The news in Europe has been dominated by the doings in Scotland for the past several weeks, and that is understandable given the implications had it voted for independence from the United Kingdom. But the surprising and positive, if underplayed, story of the last few months has been in Ireland.
It was not so long ago that Ireland was a charter member of the highly criticized, high in debt PIIGS (Portugal, Italy, Ireland, Spain and Greece). Now the Irish are growing at an 8% rate, as there has been a general recovery in some of the more downtrodden sectors of the economy. The construction sector was absolutely hammered a few years ago as the boom turned to bust and the banks collapsed as they had become too embroiled in the crisis. Ireland righted the ship fairly quickly, and the construction sector is back to normal or at least a semblance of normal. There has also been a surge in exports and a major improvement in the country as far as basic manufacturing. One of the advantages that developed in the last year has been that Dublin is getting a reputation as a destination for companies in the US looking to make tax-related moves. There have been some high profile inversion decisions made that moved US company headquarters to Ireland for tax reasons as well as being a cheap way to gain access to the rest of Europe.

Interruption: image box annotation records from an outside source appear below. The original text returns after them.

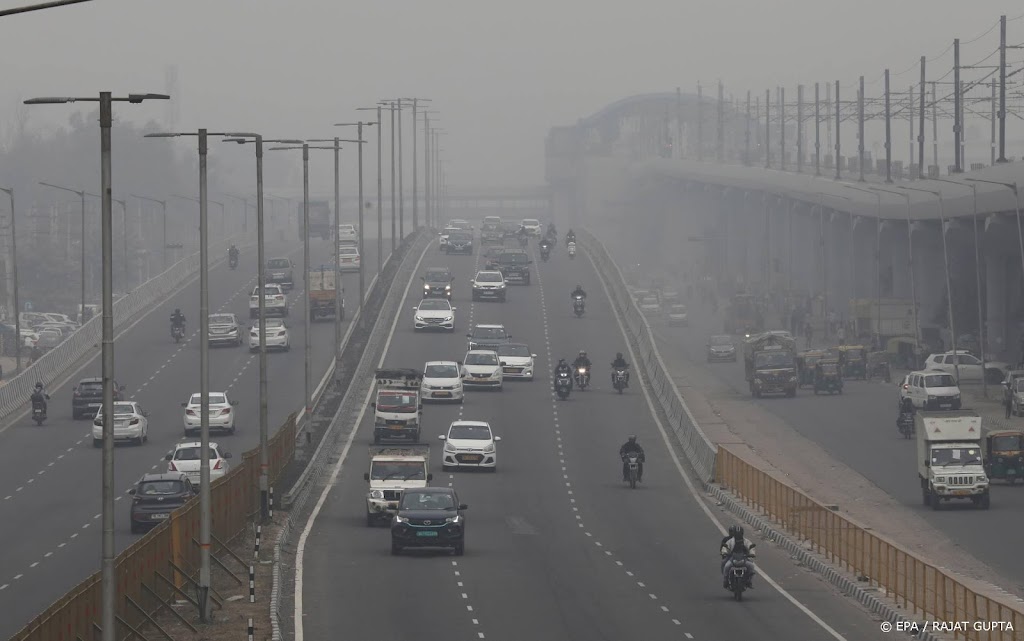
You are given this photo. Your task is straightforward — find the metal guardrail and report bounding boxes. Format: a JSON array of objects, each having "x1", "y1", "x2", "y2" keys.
[{"x1": 0, "y1": 232, "x2": 249, "y2": 421}]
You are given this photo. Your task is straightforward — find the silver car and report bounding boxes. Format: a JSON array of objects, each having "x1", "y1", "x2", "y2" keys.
[{"x1": 210, "y1": 313, "x2": 243, "y2": 347}]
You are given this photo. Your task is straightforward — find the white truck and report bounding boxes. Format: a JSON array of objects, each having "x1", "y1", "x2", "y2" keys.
[
  {"x1": 373, "y1": 368, "x2": 423, "y2": 444},
  {"x1": 913, "y1": 410, "x2": 989, "y2": 510},
  {"x1": 362, "y1": 444, "x2": 434, "y2": 527}
]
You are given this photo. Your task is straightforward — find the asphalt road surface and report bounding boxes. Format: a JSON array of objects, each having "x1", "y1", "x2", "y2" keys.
[
  {"x1": 299, "y1": 235, "x2": 883, "y2": 641},
  {"x1": 0, "y1": 229, "x2": 390, "y2": 639}
]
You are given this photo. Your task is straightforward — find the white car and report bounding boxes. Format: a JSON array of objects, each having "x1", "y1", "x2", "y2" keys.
[
  {"x1": 249, "y1": 283, "x2": 288, "y2": 318},
  {"x1": 495, "y1": 343, "x2": 537, "y2": 381},
  {"x1": 413, "y1": 298, "x2": 456, "y2": 332},
  {"x1": 462, "y1": 349, "x2": 505, "y2": 389},
  {"x1": 92, "y1": 400, "x2": 150, "y2": 447},
  {"x1": 183, "y1": 392, "x2": 239, "y2": 434},
  {"x1": 338, "y1": 245, "x2": 360, "y2": 271},
  {"x1": 420, "y1": 360, "x2": 465, "y2": 402},
  {"x1": 249, "y1": 318, "x2": 292, "y2": 352},
  {"x1": 164, "y1": 440, "x2": 231, "y2": 487},
  {"x1": 438, "y1": 421, "x2": 502, "y2": 472}
]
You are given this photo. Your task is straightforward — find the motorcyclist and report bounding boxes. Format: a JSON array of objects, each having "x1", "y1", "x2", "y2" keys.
[
  {"x1": 719, "y1": 525, "x2": 758, "y2": 589},
  {"x1": 611, "y1": 351, "x2": 630, "y2": 385},
  {"x1": 618, "y1": 434, "x2": 647, "y2": 481},
  {"x1": 32, "y1": 382, "x2": 50, "y2": 414}
]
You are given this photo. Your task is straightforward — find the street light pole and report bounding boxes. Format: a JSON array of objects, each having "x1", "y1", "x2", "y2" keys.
[{"x1": 25, "y1": 91, "x2": 170, "y2": 641}]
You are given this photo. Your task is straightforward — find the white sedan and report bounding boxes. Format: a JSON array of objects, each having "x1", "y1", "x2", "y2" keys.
[
  {"x1": 249, "y1": 318, "x2": 292, "y2": 351},
  {"x1": 438, "y1": 421, "x2": 502, "y2": 472},
  {"x1": 92, "y1": 400, "x2": 150, "y2": 447},
  {"x1": 181, "y1": 392, "x2": 239, "y2": 436},
  {"x1": 462, "y1": 349, "x2": 504, "y2": 389},
  {"x1": 420, "y1": 360, "x2": 465, "y2": 402},
  {"x1": 413, "y1": 298, "x2": 456, "y2": 332}
]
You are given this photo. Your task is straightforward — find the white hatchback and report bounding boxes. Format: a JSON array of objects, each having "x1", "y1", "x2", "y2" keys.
[
  {"x1": 164, "y1": 440, "x2": 231, "y2": 481},
  {"x1": 438, "y1": 421, "x2": 502, "y2": 472},
  {"x1": 183, "y1": 392, "x2": 239, "y2": 434}
]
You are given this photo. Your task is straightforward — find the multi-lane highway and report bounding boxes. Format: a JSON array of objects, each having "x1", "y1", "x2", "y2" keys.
[
  {"x1": 296, "y1": 233, "x2": 882, "y2": 641},
  {"x1": 0, "y1": 228, "x2": 390, "y2": 638}
]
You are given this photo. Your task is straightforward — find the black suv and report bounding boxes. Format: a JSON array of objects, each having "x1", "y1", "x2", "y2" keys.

The news has not been as good for much of the rest of Europe, including the European Central Bank, nations struggling with austerity measures or anyone hoping for a quick and relatively peaceful end to the standoff along the Ukraine-Russia border. Overall, the European situation is not getting much better, and that worries a great many people throughout the world. It is not just because the world needs the market that has long been provided by the EU, but also because there are implications for policy throughout the world. The problem is that Europe needs the kind of boost that can only come from the government, and there is no desire to provide it.